Stephen Green's move to Westminster triggers HSBC management reshuffle

Click to follow
The Independent Online

The HSBC chairman, Stephen Green, is to give the banking industry a powerful voice at the heart of the Government by accepting an offer from David Cameron to become his trade minister from the House of Lords.

Mr Green will assume his new role in January, by which time the bank said it intended to have a successor in place. Mr Green had been planning to bring the curtain down on his 28 years at the bank for some months.

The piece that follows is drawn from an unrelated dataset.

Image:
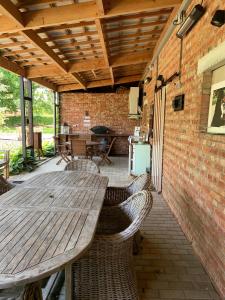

However, the unexpected offer of a government job meant that the bank was forced to announce his departure early.

While Mr Green holds the title of executive chairman, his role appeared to have moved more in line with the typical non-executive chairman in recent months, particularly following the move of the chief executive, Michael Geoghegan, to Hong Kong, from where he assumed Mr Green's responsibility for strategy.

However, the new chairman at HSBC is still likely to serve in an executive capacity, despite the fact that this violates what is seen as best corporate governance practice. HSBC has long argued that it is now so big that the role of chairman is a full-time job so it should not be considered alongside other companies.

While HSBC said it was considering both internal and external candidates, it would come as something of a surprise if Michael Geoghegan, the current chief executive, followed Mr Green's path. He moved from chief executive to chairman, replacing Sir John Bond when the latter moved to Vodafone.

Were Mr Geoghegan to assume the role, it would further shift the centre of gravity at the bank to Hong Kong unless he made an abrupt return to London.

The City bookmaker Cantor Index has installed the former Goldman Sachs partner John Thornton as its 7-4 joint-favourite alongside Mr Geoghegan. The American is currently serving as professor and director of global leadership at Tsinghua University in Beijing.

The relationships he has cultivated there would prove a godsend to HSBC, which is the biggest foreign bank in China and has repeatedly talked up the country's prospects.